Despite the blow this sentence represents, the ECHR has refrained from making any assessment over the controversial blockage in the renewal of the Spanish judicial authority. It simply emphasizes the existence of the violation of the rights of these six judges and points out that it is a case "closely linked to guaranteeing respect for the legal procedure for renewing the composition of the governing body of the judiciary and the proper functioning of the justice system".

The complaint laid by the six judges

Judges Juan Luis Lorenzo Bragado, Manuel María Jaén Vallejo, Mónica Garcia de Yzaguirre, Rafael Estévez Benito, Maria Tardon Olmos and José Antonio Baena Sierra submitted their candidacy in 2018 to be part of the CGPJ, but the Spanish Congress had not yet convened a session to choose new members due to the lack of agreement between the political parties. In December 2018, the mandate of the members of the CGPJ expired and from that point on they have continued in "acting" status.

Faced with this blockade which continued without solution, they decided to submit an appeal to Spain's Constitutional Court, which rejected it in 2021 because it was filed outside time limits. Then, the judges took the case to Strasbourg to denounce "the inability to be appointed to the CGPJ, as well as the alleged violation of the right to a fair trial" because they consider that the decision of the Constitutional Court was "arbitrary and insufficiently justified".

"Third major crisis" of Spanish democracy

The long-running conflict in the governance of the Spanish judiciary, which over the last few years has paralysed new appointments and polarised the judges, has been described as Spain's third major institutional crisis of the post-Franco era, along with the 1981 coup attempt and the 2017 Catalan independence referendum. French newspaper Libération gave this view last December when the Pedro Sánchez executive confronted the judicial power by attempting legislative changes that would change judicial appointment processes.

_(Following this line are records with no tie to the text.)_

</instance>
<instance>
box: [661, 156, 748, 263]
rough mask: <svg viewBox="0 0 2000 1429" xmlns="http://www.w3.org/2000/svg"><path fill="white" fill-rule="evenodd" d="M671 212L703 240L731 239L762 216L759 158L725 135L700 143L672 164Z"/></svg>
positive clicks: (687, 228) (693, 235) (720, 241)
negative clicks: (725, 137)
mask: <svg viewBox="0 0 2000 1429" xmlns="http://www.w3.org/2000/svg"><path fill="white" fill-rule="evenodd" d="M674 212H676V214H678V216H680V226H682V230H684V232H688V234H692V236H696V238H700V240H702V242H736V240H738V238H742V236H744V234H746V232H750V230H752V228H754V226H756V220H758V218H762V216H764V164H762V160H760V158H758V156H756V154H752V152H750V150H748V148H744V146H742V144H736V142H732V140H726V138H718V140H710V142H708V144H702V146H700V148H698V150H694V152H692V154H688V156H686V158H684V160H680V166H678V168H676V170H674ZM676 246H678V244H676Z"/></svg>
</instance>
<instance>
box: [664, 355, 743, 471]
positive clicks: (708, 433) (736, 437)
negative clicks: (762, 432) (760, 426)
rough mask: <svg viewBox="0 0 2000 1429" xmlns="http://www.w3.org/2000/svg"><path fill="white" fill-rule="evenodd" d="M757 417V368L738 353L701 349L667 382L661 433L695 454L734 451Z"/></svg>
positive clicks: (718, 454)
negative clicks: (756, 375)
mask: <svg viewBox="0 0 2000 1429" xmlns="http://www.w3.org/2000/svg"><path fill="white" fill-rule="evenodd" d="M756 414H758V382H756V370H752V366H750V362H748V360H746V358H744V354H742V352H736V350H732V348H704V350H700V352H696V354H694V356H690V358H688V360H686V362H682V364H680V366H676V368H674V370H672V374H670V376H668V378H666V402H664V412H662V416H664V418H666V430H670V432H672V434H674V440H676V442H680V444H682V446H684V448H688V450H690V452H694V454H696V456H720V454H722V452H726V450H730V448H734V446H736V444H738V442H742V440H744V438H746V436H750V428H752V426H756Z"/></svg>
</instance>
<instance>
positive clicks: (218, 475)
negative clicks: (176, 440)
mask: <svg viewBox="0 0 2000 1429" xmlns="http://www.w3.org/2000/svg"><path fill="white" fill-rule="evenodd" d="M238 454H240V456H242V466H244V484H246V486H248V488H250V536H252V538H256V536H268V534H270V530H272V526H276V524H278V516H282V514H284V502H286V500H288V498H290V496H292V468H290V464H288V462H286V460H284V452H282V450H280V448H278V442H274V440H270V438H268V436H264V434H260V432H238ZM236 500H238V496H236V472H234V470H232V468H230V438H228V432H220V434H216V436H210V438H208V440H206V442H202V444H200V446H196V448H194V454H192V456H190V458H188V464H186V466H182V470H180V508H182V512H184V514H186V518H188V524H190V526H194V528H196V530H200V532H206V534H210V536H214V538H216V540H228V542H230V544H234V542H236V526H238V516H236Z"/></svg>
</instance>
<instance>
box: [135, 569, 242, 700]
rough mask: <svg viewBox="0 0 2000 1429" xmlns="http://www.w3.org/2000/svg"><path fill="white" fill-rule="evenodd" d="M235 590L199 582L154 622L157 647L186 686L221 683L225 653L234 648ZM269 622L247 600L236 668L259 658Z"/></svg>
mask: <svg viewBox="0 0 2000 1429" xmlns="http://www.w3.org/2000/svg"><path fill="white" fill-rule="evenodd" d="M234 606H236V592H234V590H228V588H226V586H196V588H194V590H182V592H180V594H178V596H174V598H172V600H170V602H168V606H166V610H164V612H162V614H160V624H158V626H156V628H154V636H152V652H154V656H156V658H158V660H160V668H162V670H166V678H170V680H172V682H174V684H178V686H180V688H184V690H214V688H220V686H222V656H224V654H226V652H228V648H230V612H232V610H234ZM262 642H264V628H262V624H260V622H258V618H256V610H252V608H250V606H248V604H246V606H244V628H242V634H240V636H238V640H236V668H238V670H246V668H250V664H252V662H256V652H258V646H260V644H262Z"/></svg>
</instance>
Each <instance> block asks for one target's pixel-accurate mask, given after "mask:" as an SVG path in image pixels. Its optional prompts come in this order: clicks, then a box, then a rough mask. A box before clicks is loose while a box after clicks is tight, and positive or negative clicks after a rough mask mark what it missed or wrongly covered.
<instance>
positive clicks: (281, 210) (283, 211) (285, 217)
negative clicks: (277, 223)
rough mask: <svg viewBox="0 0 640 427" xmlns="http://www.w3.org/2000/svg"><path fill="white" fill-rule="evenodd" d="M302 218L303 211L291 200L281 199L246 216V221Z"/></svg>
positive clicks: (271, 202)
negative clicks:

However, the changes, included as part of the government's Penal Code reform package were blocked by the Constitutional Court itself, bringing the country to the edge of a constitutional crisis that was only averted by short-term compromises on both sides - the legislature withdrew the controversial judicial reform from the bill, while the judges agreed on a deal that enabled the overdue renewal of the Constitutional Court to take place. But no solution was found for the more profound renewal of the CGPJ.